Pour la communauté internationale, l’occupation reste l’obstacle majeur à la solution à deux Etats…
Nous n’avons pas de position là-dessus en tant qu’organisation – un Etat, deux Etats, il existe plusieurs solutions… Nous demandons la fin de l’occupation parce qu’elle bafoue les droits humains, point. Pour ce qui est des scénarios politiques, du moment que celui choisi satisfait les concepts d’autodétermination, de justice et d’Etat de droit, nous le soutiendrons. Le seul scénario incompatible est l’occupation perpétuelle.
Pourquoi définissez-vous la colonisation comme «perpétuelle» ?
A l’origine, l’occupation a été présentée par Israël comme temporaire, une conséquence de la guerre de 1967. Mais trois observations nous permettent de dire qu’on est passé à un stade perpétuel. Le passage du temps, un demi-siècle, ça n’a rien de temporaire ; les investissements massifs des gouvernements, et particulièrement l’actuel, dans des infrastructures permanentes en Cisjordanie ; les prises de position de plus en plus assumées par l’ensemble du leadership israélien.

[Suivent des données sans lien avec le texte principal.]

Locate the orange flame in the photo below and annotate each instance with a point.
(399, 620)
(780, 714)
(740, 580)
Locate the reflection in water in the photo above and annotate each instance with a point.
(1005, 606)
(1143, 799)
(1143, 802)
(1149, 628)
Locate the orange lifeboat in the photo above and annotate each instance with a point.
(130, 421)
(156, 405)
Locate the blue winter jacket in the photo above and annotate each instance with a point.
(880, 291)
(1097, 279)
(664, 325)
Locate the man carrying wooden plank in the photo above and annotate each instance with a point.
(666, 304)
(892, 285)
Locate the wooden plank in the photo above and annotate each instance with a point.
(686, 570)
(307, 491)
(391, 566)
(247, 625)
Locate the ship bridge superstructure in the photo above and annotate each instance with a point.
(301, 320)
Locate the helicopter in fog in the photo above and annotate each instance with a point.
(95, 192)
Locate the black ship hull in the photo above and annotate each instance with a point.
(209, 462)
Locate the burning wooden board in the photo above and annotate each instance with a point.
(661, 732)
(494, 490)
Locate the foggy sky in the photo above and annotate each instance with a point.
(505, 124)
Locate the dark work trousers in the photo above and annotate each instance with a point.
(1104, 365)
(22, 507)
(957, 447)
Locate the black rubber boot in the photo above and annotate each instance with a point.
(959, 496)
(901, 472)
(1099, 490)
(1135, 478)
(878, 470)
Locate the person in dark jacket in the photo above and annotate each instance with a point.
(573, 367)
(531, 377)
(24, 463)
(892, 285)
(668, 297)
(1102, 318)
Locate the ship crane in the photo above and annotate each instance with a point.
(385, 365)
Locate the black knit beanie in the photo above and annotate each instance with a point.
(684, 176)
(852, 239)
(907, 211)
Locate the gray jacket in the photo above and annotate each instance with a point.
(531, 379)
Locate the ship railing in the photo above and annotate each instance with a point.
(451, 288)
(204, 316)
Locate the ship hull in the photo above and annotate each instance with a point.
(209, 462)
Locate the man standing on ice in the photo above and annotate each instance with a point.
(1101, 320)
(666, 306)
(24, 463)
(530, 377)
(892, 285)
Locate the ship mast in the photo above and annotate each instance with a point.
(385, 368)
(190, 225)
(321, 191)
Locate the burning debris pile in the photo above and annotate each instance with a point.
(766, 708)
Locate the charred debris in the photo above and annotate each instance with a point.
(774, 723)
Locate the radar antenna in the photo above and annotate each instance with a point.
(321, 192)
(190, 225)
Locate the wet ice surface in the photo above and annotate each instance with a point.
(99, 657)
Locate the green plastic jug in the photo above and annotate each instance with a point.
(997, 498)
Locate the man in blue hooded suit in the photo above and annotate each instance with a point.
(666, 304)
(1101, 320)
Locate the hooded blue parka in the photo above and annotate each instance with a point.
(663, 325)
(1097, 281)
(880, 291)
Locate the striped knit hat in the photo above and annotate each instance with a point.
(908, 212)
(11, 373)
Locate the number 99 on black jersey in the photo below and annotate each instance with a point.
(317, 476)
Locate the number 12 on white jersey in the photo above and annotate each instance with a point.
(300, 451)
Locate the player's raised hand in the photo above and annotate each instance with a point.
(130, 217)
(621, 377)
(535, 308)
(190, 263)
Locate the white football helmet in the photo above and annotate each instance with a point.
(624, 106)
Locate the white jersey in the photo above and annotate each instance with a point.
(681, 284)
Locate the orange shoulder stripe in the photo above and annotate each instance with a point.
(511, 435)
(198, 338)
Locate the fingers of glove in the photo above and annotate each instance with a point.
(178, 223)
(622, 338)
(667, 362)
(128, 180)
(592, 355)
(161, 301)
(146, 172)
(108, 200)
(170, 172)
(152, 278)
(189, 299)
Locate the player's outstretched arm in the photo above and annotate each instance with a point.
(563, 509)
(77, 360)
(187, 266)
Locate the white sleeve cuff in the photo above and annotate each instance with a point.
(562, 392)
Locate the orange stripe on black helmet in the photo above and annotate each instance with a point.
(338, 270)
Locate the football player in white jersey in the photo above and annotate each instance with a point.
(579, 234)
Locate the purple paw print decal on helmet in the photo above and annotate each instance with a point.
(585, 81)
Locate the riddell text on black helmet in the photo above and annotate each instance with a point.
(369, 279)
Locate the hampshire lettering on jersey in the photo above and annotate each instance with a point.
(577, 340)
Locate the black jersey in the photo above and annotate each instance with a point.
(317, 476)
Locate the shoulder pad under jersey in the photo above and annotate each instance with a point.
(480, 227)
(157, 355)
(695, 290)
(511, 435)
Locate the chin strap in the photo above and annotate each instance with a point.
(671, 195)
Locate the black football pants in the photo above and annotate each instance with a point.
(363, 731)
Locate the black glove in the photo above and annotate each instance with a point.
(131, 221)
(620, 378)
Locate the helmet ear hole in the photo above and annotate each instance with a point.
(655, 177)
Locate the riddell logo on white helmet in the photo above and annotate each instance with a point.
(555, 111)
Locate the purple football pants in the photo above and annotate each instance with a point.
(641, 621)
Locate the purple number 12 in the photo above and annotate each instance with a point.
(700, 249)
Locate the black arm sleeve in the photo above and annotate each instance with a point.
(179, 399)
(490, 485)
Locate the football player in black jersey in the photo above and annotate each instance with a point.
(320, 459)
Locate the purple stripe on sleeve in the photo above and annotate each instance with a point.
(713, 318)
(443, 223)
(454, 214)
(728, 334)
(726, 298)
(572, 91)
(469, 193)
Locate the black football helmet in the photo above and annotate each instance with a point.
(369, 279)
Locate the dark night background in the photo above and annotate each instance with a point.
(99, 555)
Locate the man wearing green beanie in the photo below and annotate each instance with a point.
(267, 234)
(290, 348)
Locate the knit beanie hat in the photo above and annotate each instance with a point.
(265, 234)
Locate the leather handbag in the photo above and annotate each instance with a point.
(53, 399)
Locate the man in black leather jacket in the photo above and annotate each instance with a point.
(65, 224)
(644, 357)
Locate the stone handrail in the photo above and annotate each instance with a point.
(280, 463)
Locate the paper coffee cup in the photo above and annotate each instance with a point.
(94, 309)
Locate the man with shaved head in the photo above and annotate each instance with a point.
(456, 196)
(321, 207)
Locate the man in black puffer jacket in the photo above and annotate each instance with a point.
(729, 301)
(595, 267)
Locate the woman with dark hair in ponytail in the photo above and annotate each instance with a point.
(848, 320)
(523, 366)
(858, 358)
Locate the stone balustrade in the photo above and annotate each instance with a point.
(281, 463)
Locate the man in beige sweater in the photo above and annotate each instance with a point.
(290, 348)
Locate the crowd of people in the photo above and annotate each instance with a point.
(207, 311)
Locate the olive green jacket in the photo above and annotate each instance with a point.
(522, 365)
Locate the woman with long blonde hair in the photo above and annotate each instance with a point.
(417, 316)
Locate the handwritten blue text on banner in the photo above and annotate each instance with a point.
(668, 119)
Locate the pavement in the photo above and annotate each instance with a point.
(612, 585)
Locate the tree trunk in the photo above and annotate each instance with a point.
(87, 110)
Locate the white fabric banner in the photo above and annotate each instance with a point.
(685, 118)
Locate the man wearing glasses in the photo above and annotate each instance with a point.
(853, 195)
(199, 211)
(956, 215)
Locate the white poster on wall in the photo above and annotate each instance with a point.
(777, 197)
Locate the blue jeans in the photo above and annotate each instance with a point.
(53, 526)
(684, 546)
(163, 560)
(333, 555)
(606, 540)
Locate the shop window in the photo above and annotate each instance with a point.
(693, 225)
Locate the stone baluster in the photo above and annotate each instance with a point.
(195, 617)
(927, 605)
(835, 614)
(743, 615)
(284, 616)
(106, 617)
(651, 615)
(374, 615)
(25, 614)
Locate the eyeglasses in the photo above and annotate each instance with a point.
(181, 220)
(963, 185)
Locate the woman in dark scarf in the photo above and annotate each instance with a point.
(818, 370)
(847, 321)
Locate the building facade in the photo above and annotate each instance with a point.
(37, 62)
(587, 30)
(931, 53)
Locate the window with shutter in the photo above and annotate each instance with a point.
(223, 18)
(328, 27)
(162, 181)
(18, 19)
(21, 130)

En mai 2016, vous avez annoncé la fin de votre collaboration avec les tribunaux militaires pour enquêter sur les abus commis par les soldats dans les Territoires occupés…
Pendant trente ans, nous avons tenté de mettre en place de la responsabilité et de la transparence, en recensant systématiquement les cas des Palestiniens abusés, blessés ou tués par les unités de sécurité israélienne dans les cas où la force n’était pas nécessaire. Depuis 2000, nous avons monté plus de 700 dossiers qui, selon nous, justifiaient l’ouverture d’une instruction. Ces quinze dernières années, des charges ont été portées dans seulement 3 % des cas. La plupart du temps, il n’y a même pas eu d’instruction. Le système n’est pas défaillant : il installe l’impunité à travers une fausse impression de transparence. Et cela dépasse les tribunaux militaires. C’est également le cas dans les cours de justice civile, voire jusqu’à la haute cour de justice, qui offre une apparence de légalité à l’occupation.
Ces derniers mois, le gouvernement est monté d’un cran dans ses attaques contre les ONG anti-occupation comme la vôtre…
Les politiciens ont découvert que ce type de propagande négative à usage «interne» était très efficace auprès de l’opinion publique israélienne. Ces gesticulations – nous qualifier de «quatrième colonne», de «traîtres à la patrie», «d’agents étrangers» – sont non seulement devenues banales mais surtout très populaires et utiles pour s’ériger en tant que patriote. Le niveau d’intimidation et d’appels à la haine que l’on voit en ce moment est sans précédent.